Identify the transcriptional regulatory factors of the P2X7 receptor - also offered as MBiomedSc
Supervisors: Dr Ben Gu, Professor James Wiley
Project Site: Ion channel & Human Disease, Florey Neuroscience Institutes, Level 1, Kenneth-Myer Building, Parkville
Contact: Ben Gu T: 03 9035 6317 E: ben.gu@florey.edu.au, James Wiley E: james.wiley@florey.edu.au
Project description: P2X7 is an ATP-gated purinergic receptor and plays a broad role in infection, inflammation, autoimmunity, neurodegeneration and oncogenesis. Several isoforms of P2X7 have been identified to be associated with cancer or other diseases.
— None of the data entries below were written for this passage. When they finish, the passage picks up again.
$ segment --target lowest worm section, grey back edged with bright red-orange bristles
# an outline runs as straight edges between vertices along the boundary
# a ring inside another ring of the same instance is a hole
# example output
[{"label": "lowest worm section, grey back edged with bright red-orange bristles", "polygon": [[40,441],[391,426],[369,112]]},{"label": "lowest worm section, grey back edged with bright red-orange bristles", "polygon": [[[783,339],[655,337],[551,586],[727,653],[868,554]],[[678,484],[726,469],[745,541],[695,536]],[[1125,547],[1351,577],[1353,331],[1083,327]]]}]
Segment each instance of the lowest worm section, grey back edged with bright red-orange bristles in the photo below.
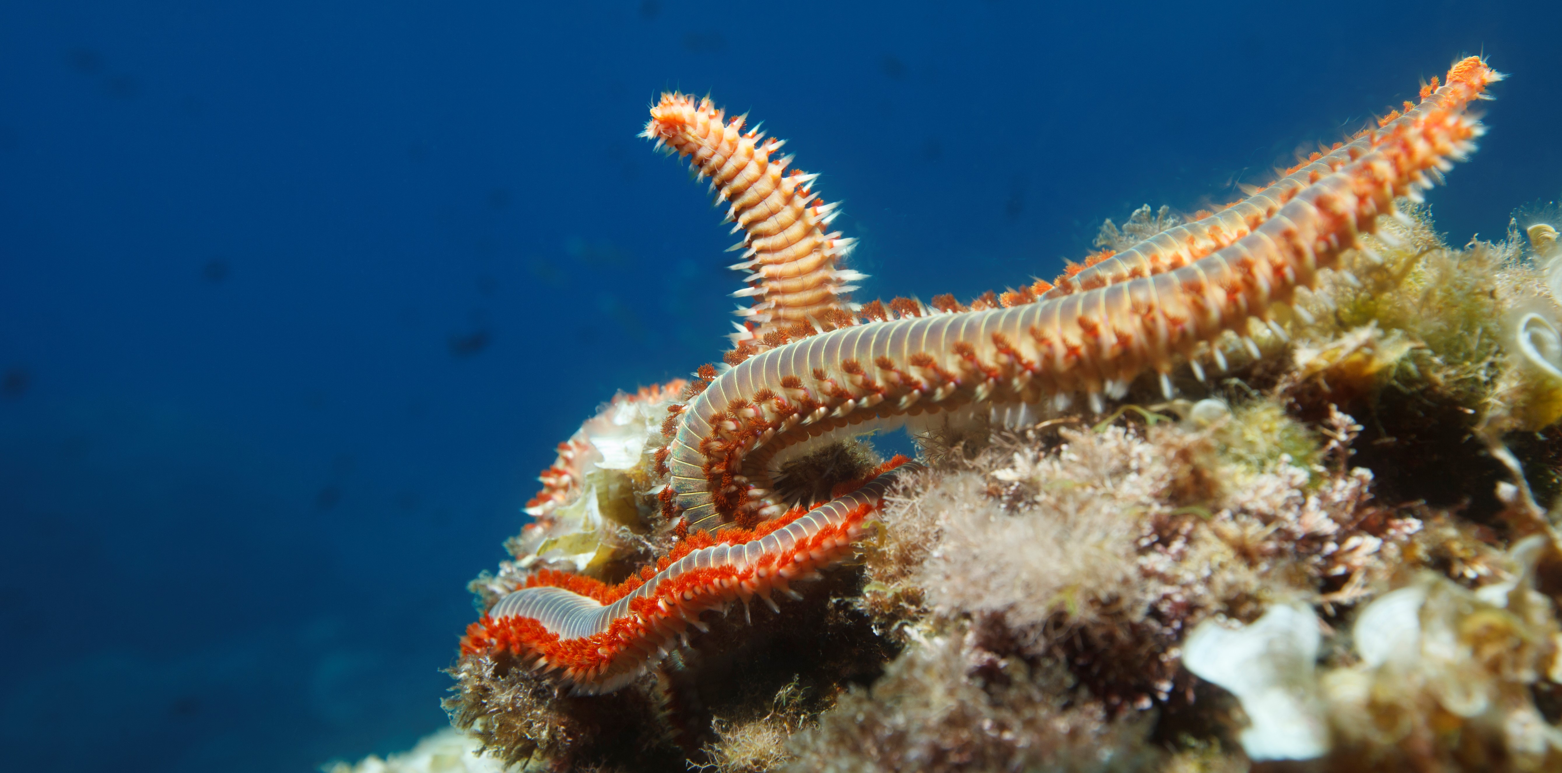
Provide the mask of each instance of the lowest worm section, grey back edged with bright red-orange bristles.
[{"label": "lowest worm section, grey back edged with bright red-orange bristles", "polygon": [[[661,661],[700,612],[770,593],[851,554],[862,522],[915,464],[889,470],[762,536],[692,550],[644,582],[581,587],[575,575],[534,575],[534,587],[501,598],[467,628],[462,653],[511,650],[539,670],[561,670],[580,693],[612,692]],[[570,582],[573,579],[575,582]],[[542,582],[575,587],[550,587]],[[587,590],[589,593],[581,593]]]}]

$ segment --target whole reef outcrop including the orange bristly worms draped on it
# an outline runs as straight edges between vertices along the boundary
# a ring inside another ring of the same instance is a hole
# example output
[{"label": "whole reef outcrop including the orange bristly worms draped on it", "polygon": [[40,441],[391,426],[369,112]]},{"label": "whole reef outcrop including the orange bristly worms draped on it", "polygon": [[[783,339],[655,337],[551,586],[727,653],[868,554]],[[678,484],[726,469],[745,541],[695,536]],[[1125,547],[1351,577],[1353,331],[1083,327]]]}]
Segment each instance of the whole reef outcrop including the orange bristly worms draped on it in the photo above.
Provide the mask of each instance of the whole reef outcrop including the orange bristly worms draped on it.
[{"label": "whole reef outcrop including the orange bristly worms draped on it", "polygon": [[1420,203],[1498,80],[928,305],[853,303],[778,142],[664,98],[770,305],[561,447],[453,723],[525,770],[1562,768],[1562,223]]}]

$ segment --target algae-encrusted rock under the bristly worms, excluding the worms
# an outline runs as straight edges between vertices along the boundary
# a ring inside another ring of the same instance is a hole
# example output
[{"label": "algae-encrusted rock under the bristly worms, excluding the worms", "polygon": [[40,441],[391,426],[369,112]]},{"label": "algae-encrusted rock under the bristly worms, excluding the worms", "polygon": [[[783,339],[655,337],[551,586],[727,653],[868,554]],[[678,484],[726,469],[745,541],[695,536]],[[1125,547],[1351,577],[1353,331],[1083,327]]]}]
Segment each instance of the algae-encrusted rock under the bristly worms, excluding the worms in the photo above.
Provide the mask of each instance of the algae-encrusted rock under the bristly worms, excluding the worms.
[{"label": "algae-encrusted rock under the bristly worms, excluding the worms", "polygon": [[[603,696],[469,656],[453,720],[537,770],[1562,765],[1545,234],[1451,248],[1406,212],[1173,400],[920,437],[859,561],[779,614],[706,615]],[[820,453],[870,459],[850,443]],[[658,539],[647,470],[580,465],[484,582]]]}]

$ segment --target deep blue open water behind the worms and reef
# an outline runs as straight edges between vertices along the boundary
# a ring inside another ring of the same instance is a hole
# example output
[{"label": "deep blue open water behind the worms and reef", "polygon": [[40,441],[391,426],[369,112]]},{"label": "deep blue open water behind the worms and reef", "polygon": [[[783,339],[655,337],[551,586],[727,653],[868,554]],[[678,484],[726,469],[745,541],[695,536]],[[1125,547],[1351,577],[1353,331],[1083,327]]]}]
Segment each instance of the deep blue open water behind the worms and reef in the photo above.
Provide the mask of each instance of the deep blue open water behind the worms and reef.
[{"label": "deep blue open water behind the worms and reef", "polygon": [[1460,53],[1514,77],[1440,228],[1562,194],[1554,3],[1176,5],[0,3],[5,765],[444,723],[553,445],[722,351],[733,237],[636,137],[664,89],[823,172],[864,298],[1051,276]]}]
High expression of non-functional P2X7 has also been found in a broad range of tumour tissues. However, the transcriptional regulatory factors leading to these isoforms and non-functional P2X7 are unclear. This project will identify the transcriptional factors in the P2X7 promoter region, and how these transcriptional factors regulate production of P2X7 isoforms and non-functional P2X7. The results will provide insights on how cancer cells avoid removal by innate immunity.
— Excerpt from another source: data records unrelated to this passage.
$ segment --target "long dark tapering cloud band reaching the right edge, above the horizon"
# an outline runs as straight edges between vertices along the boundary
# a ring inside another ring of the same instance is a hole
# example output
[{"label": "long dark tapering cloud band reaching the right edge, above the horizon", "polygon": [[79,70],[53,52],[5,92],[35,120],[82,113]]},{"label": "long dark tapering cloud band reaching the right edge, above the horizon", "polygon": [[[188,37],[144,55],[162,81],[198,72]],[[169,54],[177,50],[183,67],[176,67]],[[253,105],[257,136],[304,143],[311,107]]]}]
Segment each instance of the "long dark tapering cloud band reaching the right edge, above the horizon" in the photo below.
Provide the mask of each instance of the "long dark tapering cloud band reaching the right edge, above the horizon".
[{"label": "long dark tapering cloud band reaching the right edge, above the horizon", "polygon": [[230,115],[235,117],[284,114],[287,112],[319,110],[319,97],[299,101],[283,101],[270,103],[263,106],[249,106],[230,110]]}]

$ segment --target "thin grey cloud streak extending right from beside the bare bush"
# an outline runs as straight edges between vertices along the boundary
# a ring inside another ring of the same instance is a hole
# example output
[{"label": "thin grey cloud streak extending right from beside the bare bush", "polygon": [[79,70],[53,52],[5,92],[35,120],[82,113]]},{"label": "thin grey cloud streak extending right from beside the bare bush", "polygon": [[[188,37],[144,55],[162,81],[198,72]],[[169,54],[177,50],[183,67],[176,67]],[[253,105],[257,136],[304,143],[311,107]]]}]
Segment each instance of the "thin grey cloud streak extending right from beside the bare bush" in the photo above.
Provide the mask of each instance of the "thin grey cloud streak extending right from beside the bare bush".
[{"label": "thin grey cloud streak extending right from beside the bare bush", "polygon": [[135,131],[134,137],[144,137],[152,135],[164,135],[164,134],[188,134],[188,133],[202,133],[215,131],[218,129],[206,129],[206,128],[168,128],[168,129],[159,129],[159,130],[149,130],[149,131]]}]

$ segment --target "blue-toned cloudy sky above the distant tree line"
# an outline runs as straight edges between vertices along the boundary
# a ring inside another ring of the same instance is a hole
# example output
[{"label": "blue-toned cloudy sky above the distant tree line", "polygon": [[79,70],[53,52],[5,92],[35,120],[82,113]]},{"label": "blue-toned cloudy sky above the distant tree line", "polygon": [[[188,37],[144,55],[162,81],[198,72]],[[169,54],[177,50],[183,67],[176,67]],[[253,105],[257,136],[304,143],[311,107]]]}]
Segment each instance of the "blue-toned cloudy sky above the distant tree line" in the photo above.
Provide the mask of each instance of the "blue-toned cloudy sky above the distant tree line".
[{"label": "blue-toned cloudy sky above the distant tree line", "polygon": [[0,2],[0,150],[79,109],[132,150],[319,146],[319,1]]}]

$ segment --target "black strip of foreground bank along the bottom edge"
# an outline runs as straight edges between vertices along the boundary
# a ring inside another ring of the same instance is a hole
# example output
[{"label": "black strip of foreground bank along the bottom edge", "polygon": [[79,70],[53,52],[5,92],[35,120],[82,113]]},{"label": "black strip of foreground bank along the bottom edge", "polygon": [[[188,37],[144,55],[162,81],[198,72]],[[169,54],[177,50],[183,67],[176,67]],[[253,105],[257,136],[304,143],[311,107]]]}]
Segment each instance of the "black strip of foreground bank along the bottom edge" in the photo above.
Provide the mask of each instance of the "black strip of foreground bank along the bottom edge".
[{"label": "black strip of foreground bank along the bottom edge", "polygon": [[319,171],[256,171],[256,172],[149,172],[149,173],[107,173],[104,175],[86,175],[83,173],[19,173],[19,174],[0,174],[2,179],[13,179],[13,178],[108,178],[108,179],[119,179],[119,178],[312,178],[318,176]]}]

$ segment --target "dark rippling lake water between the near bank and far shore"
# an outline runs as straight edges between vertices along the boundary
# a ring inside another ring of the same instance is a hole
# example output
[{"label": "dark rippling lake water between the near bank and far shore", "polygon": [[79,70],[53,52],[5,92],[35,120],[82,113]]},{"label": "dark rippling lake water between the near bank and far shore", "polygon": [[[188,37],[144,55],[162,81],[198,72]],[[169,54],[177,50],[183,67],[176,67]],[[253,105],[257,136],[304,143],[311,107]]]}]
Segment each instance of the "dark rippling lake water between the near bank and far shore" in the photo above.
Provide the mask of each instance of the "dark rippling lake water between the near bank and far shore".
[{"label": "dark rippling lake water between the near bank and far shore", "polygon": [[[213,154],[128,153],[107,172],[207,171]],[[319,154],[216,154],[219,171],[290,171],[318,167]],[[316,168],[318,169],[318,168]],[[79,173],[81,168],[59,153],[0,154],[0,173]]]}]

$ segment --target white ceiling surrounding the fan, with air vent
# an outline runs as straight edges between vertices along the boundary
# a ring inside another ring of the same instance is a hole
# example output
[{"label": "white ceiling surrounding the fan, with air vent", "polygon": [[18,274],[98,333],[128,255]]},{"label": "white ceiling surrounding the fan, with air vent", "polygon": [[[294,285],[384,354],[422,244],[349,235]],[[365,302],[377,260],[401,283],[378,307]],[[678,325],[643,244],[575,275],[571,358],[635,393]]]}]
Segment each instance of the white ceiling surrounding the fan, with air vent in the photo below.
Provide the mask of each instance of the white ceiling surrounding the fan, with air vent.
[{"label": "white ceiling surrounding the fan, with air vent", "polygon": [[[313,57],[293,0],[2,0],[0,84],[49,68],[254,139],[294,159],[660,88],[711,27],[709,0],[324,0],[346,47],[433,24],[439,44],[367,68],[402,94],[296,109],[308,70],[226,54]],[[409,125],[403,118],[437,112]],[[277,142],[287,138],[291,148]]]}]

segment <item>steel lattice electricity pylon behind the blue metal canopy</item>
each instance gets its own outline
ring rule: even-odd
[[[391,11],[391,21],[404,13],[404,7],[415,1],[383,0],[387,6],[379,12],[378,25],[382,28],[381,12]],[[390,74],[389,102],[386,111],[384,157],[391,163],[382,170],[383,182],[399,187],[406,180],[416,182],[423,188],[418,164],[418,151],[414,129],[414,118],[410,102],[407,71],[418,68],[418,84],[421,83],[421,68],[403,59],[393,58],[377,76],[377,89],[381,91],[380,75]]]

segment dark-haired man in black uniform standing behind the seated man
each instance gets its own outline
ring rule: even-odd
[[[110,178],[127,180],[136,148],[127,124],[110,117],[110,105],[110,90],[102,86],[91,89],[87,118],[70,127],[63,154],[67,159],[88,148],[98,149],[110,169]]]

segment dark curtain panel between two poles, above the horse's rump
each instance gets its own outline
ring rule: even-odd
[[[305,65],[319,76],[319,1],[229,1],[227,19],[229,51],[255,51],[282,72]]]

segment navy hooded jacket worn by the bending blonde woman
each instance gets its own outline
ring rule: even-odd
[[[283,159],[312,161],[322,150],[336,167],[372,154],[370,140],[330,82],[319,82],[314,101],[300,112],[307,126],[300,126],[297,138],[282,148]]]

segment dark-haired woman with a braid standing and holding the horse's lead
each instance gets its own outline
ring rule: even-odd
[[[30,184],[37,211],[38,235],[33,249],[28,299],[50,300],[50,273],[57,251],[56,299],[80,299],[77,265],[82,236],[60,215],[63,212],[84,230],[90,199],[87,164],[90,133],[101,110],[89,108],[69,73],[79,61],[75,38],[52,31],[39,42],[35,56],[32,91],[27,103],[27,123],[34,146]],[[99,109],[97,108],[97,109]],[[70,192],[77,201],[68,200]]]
Techniques involved include molecular biology, including primer extension, transfection, fluorescent super electrophoresis mobility shift assay and chromotin-immunoprecipitation, as well as cell culture, flow cytometry.
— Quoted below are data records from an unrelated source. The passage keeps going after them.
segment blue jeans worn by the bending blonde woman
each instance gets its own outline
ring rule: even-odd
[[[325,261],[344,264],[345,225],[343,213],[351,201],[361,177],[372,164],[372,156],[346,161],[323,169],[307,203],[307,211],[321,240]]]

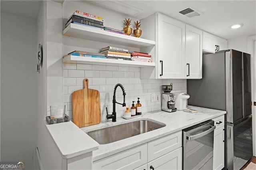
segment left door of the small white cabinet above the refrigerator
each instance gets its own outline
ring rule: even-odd
[[[208,32],[203,32],[203,51],[215,53],[215,36]]]

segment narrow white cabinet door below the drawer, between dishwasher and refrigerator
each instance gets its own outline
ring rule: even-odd
[[[224,168],[224,127],[214,130],[213,170]]]

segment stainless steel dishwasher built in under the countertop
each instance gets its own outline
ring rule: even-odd
[[[183,170],[212,170],[214,121],[182,130]]]

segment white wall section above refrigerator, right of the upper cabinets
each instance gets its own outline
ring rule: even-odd
[[[235,49],[248,53],[248,36],[228,40],[228,49]]]

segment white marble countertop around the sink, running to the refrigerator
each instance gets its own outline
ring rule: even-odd
[[[165,127],[152,130],[150,132],[132,136],[130,138],[126,138],[126,139],[112,142],[109,144],[100,144],[99,149],[94,150],[92,152],[93,161],[96,161],[106,156],[116,154],[123,150],[133,148],[140,144],[144,144],[151,140],[160,138],[162,136],[166,136],[168,134],[172,134],[174,132],[178,132],[179,130],[182,130],[184,128],[188,128],[198,123],[202,123],[204,121],[226,114],[226,111],[207,109],[202,107],[188,106],[188,109],[195,109],[195,110],[198,110],[198,112],[187,113],[184,111],[176,111],[176,112],[168,113],[165,111],[153,111],[153,112],[142,114],[142,117],[136,117],[134,119],[128,119],[128,120],[123,118],[118,118],[116,119],[116,122],[112,122],[112,120],[110,119],[107,121],[102,121],[98,125],[84,127],[81,129],[84,132],[88,132],[88,131],[97,130],[100,128],[110,127],[113,125],[128,123],[135,120],[151,120],[154,122],[166,124]]]

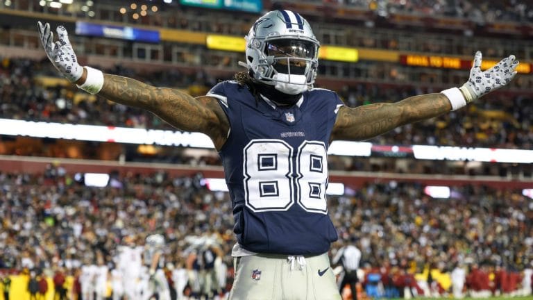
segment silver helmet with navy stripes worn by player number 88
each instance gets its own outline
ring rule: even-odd
[[[312,88],[320,44],[301,15],[290,10],[267,12],[245,39],[246,67],[257,81],[286,94]]]

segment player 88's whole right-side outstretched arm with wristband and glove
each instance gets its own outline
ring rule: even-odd
[[[461,88],[409,97],[396,103],[375,103],[339,110],[332,140],[368,140],[409,123],[437,117],[457,110],[493,90],[501,88],[516,75],[518,60],[504,58],[487,71],[481,71],[481,52],[474,58],[470,78]]]

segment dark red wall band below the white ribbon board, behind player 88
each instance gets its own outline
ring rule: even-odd
[[[47,165],[60,166],[67,174],[76,173],[138,173],[167,172],[170,176],[194,176],[201,172],[205,178],[223,178],[222,167],[190,166],[166,163],[121,163],[105,160],[76,160],[69,158],[36,158],[28,156],[0,156],[0,172],[22,170],[28,174],[42,174]],[[532,177],[467,176],[441,174],[398,174],[387,172],[330,171],[330,182],[361,187],[366,183],[389,181],[414,182],[427,185],[489,185],[493,188],[531,188]]]

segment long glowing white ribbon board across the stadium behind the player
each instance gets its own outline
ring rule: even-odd
[[[31,122],[0,119],[0,135],[53,138],[87,142],[117,142],[126,144],[155,144],[214,149],[210,138],[203,133],[160,129]],[[392,153],[392,154],[391,154]],[[330,144],[328,154],[336,156],[414,156],[419,160],[477,161],[490,163],[533,163],[533,150],[468,148],[445,146],[387,146],[370,142],[337,140]]]

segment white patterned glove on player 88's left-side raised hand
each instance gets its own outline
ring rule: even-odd
[[[46,23],[43,26],[41,22],[37,22],[37,27],[42,47],[44,47],[46,56],[48,56],[53,66],[69,81],[73,83],[78,81],[83,74],[83,67],[78,64],[78,58],[76,58],[76,53],[74,53],[74,49],[72,49],[70,44],[67,29],[63,26],[58,26],[56,31],[59,40],[53,42],[50,24]]]

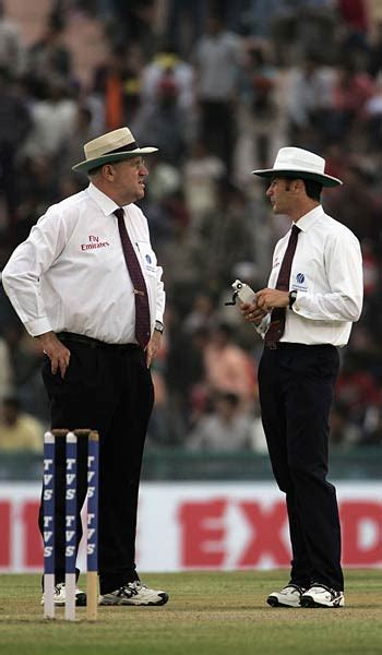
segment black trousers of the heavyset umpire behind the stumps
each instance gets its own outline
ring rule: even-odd
[[[62,337],[64,341],[64,337]],[[99,431],[99,584],[100,593],[138,580],[136,505],[143,446],[154,392],[145,354],[136,346],[64,341],[71,352],[64,380],[52,376],[46,358],[43,378],[51,404],[52,428]],[[64,440],[56,457],[56,583],[64,580]],[[77,545],[80,510],[86,496],[86,439],[79,438]],[[43,508],[39,513],[43,528]]]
Do circulating microvesicles from patients with multiple sclerosis (MS) disrupt the blood brain barrier (BBB)? - also offered as MBiomedSc
Supervisors: Dr. Ben J. Gu, Prof. James S. Wiley
Project Site: Florey Institute, Kenneth-Myer Building
Contact: Dr Brn Gu E: ben.gu@florey.edu.au Ph: 03 9035 6317
Project description: Breakdown of the blood brain barrier (BBB) precedes clinical symptoms of new lesions of MS and it is possible that high numbers of microvesicles in multiple sclerosis (MS) plasma are related to episodes of disruption of the BBB. The integrity of BBB will be studied using an in vitro model examining lymphocyte transmigration across confluent monolayers of cultured endothelial cells. Human umbilical vein endothelial cells (HUVECs) are grown to confluent monolayers in tissue culture plates and peripheral blood lymphocytes added to each well and incubated for 2-4 h. The HUVEC layer is washed 5 times with saline media, then fixed and examined by phase-contrast microscopy. Cells beneath the monolayer appear phase dark while adherent cells above appear phase light. The number of adherent and migrated cells are counted to give an index of efficiency of migration. To assess if microvesicles impair the integrity of the endothelial monolayer, the migration assay will be performed both in the absence and presence of plasma containing known concentrations of platelet derived microvesicles. Meanwhile, the lysosomal β-hesosaminidase activity will be measured in platelet poor plasma from 20 MS patients and 20 controls using a standard colourimetric assay. The microvesicle counts, β-hesosaminidase activity and the impact on lymphocytes transendothelial migration will be analysed in correlation. Results could provide evidence for a mechanism by which peripheral blood leukocytes infiltrate to brain in MS.
Techniques involved include cell culture, ultra-centrifugation, flow cytometry, fluorescent microscopy and biochemistry.